My first week of graduate school has come and gone and I’m feeling slightly better after having attended most of my classes and really looked at the course syllabi. I’m a little nervous for statistics as its a doctoral level course and I have to use a program to analyze data which is something I’ve never done before. I’ve never even used outlook beyond organizing lists (which I’m sure is not it’s intended purpose).
Luckily, our professor is encouraging us to work together on the homework because as nurses we’re a collaborative profession. He wants us to bounce ideas off each other before writing our own answers to the assignments. That will be especially helpful for the programing part! And it really does make sense given the fact that nursing is all about teamwork (as much as we try to make it harder on ourselves, I can’t imagine a shift without my coworkers).
Speaking of work, I’m officially back in the ICU and I could not be happier! By the end of my first shift I felt like I hadn’t been gone for a full year and I’m so excited to step up into a leadership role as I get my bearings back again. It was also pretty funny how all the older residents I ran into told me that they missed me (what? a resident noticing something other than a possible procedure?!?). It’s also pretty exciting to see the positive changes that have happened in my absence. People seem so much happier and the teams (from my experience) are all collaborating so much better than when I left.
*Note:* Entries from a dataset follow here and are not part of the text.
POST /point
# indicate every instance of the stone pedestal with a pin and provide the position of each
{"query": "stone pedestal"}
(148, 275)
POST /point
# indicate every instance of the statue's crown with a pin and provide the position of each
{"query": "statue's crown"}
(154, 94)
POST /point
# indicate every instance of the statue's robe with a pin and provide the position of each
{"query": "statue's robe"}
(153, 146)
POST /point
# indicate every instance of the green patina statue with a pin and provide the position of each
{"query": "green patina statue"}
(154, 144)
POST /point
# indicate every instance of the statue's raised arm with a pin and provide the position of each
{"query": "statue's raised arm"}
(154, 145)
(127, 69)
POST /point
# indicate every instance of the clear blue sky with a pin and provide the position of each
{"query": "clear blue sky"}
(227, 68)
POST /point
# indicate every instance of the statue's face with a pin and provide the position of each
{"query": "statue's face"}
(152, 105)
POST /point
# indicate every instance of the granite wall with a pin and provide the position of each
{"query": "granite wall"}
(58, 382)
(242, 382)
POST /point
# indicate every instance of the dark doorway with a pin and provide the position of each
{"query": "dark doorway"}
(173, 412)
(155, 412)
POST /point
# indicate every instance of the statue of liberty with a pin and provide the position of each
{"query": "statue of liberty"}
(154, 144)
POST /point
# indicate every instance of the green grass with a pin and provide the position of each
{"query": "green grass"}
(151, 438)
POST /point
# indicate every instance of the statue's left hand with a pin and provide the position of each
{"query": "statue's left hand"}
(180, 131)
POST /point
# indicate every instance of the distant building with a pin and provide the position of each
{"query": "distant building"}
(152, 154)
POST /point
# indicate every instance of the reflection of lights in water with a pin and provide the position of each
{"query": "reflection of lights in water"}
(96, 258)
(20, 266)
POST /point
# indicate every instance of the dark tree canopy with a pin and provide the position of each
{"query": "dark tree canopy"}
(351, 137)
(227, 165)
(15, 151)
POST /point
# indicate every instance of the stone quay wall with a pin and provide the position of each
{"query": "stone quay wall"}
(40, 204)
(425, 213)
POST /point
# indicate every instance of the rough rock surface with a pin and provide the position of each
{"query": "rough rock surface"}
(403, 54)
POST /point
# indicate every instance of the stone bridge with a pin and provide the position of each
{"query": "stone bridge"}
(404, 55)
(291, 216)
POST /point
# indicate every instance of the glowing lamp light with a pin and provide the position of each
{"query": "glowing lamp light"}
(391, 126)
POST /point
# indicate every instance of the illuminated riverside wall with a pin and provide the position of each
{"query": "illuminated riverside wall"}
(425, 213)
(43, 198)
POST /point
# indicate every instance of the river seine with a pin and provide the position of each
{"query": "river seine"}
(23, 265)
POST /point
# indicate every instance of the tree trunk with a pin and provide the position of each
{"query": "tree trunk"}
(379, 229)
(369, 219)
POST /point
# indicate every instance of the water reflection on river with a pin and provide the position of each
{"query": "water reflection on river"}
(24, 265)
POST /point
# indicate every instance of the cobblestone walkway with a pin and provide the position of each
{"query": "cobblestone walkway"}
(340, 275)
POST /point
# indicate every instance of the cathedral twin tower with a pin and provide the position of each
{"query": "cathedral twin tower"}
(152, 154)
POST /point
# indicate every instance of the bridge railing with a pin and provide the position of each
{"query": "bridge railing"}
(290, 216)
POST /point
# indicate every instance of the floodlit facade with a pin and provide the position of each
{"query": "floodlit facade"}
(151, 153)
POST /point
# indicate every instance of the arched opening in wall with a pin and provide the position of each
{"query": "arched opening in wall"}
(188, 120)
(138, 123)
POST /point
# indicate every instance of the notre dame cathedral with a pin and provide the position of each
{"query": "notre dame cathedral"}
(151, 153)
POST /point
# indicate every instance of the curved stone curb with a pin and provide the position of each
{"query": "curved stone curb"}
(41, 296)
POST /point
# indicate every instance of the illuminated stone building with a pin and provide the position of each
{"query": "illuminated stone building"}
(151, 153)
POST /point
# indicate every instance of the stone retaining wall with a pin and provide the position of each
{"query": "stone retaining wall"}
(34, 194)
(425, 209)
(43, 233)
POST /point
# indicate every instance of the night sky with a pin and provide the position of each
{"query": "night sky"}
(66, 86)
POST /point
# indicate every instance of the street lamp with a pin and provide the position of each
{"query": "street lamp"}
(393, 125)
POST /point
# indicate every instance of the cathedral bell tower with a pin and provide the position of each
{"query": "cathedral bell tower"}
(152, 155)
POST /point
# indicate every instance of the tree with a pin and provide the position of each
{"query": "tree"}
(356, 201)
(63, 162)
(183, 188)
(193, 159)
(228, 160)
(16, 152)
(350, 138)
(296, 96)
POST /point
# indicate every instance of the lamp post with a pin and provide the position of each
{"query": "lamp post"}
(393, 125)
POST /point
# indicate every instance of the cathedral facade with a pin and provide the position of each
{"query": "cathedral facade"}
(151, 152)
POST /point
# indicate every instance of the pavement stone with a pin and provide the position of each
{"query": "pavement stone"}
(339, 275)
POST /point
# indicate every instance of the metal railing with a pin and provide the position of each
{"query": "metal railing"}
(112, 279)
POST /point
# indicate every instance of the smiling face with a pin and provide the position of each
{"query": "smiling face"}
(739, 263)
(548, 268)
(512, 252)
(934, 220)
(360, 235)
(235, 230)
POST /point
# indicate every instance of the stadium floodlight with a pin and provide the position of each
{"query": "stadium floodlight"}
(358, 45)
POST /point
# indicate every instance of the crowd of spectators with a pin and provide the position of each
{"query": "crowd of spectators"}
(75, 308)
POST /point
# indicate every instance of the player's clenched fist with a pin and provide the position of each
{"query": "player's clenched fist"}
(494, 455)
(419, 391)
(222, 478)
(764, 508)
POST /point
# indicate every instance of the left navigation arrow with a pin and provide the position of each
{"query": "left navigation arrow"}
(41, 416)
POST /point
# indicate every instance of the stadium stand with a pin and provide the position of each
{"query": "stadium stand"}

It’s nice when a doctor looks you in the eye and occasionally uses your name when talking to family members (sounds like a small thing but it really shows the families that 1. my judgement is important when caring for your loved ones and 2. the docs actually trust me which means you probably should too). I could write a whole post about that little rant but we’ll save that for another day.
Although I had to miss out on my family vacation this year and I had a minor panic attack last week at the thought of balancing school, work, Junior League and seeing my family and friends every once in a while, I couldn’t be happier with where I am. I know that going back to the ICU was the best thing for me as my last job wasn’t a good fit regardless of school. I need to be around people my own age and I need to be in a job where I can talk to my coworkers and relate to them. I also need to have hands on time with my patients, I learned a lot about the health system working as a care coordinator and my assessment and critical thinking skills were definitely improved by triaging people over the phone. And for as much as I complain about it, I’m so excited to be back in the nursing school. After everything that happened to me during my undergraduate experience, the school of nursing was by far the best experience of college. I’m excited to be challenged by my courses and, as our Dean of Students said during orientation “be completely transformed by the program” into an expert clinician.